Closed tawmaz closed 2 years ago
Testing with api=0, node crashes again without an error in the log within 5000 blocks.
Testing with wsuse=0, issue seems to be resolved and node is able to sync past 100k blocks without issue so far. I have not seen this issue when syncing a node behind a gateway, only when the IP is public or ports are forwarded to the node.
try not compiling in the upnp library? I'm not using it on my atom low memory box. I'm also using the newer berkeley DB (v5?)
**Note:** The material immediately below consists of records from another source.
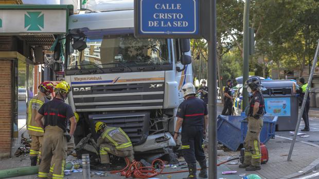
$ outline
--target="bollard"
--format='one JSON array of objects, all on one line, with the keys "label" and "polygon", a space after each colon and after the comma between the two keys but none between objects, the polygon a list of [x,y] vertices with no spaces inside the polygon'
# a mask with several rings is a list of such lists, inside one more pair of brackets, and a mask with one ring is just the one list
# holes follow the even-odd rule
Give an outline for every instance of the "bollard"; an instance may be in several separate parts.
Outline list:
[{"label": "bollard", "polygon": [[83,179],[91,179],[90,171],[90,155],[82,155],[82,168],[83,169]]}]

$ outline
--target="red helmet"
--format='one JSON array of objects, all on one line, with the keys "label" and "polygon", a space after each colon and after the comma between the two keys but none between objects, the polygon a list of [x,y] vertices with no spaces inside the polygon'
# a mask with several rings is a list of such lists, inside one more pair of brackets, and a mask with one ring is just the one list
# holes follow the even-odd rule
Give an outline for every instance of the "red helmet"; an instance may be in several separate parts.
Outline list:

The crash appears to be a segmentation fault that occurs while syncing with wsuse=1 in the config file. I reproduced it under gbd but the SSH connection timed out so I was not able to investigate further. Restarting the process to get another repro.
Call stack from the sementation fault:
Thread 71 "pocketcoind" received signal SIGSEGV, Segmentation fault.
[Switching to Thread 0x7f26cbf13700 (LWP 26241)]
SimpleWeb::SocketServerBase<boost::asio::basic_stream_socket<boost::asio::ip::tcp, boost::asio::executor> >::Connection::send_from_queue()::{lambda()#1}::operator()() const (this=0x7f26cbf12670) at ./websocket/ws.h:227
227 ./websocket/ws.h: No such file or directory.
(gdb) bt
#0 SimpleWeb::SocketServerBase<boost::asio::basic_stream_socket<boost::asio::ip::tcp, boost::asio::executor> >::Connection::send_from_queue()::{lambda()#1}::operator()() const (this=0x7f26cbf12670) at ./websocket/ws.h:227
#1 boost::asio::asio_handler_invoke<SimpleWeb::SocketServerBase<boost::asio::basic_stream_socket<boost::asio::ip::tcp, boost::asio::executor> >::Connection::send_from_queue()::{lambda()#1}>(SimpleWeb::SocketServerBase<boost::asio::basic_stream_socket<boost::asio::ip::tcp, boost::asio::executor> >::Connection::send_from_queue()::{lambda()#1}&, ...) (function=...) at /usr/include/boost/asio/handler_invoke_hook.hpp:69
#2 boost_asio_handler_invoke_helpers::invoke<SimpleWeb::SocketServerBase<boost::asio::basic_stream_socket<boost::asio::ip::tcp, boost::asio::executor> >::Connection::send_from_queue()::{lambda()#1}, {lambda()#1}>(SimpleWeb::SocketServerBase<boost::asio::basic_stream_socket<boost::asio::ip::tcp, boost::asio::executor> >::Connection::send_from_queue()::{lambda()#1}&, {lambda()#1}&) (context=..., function=...)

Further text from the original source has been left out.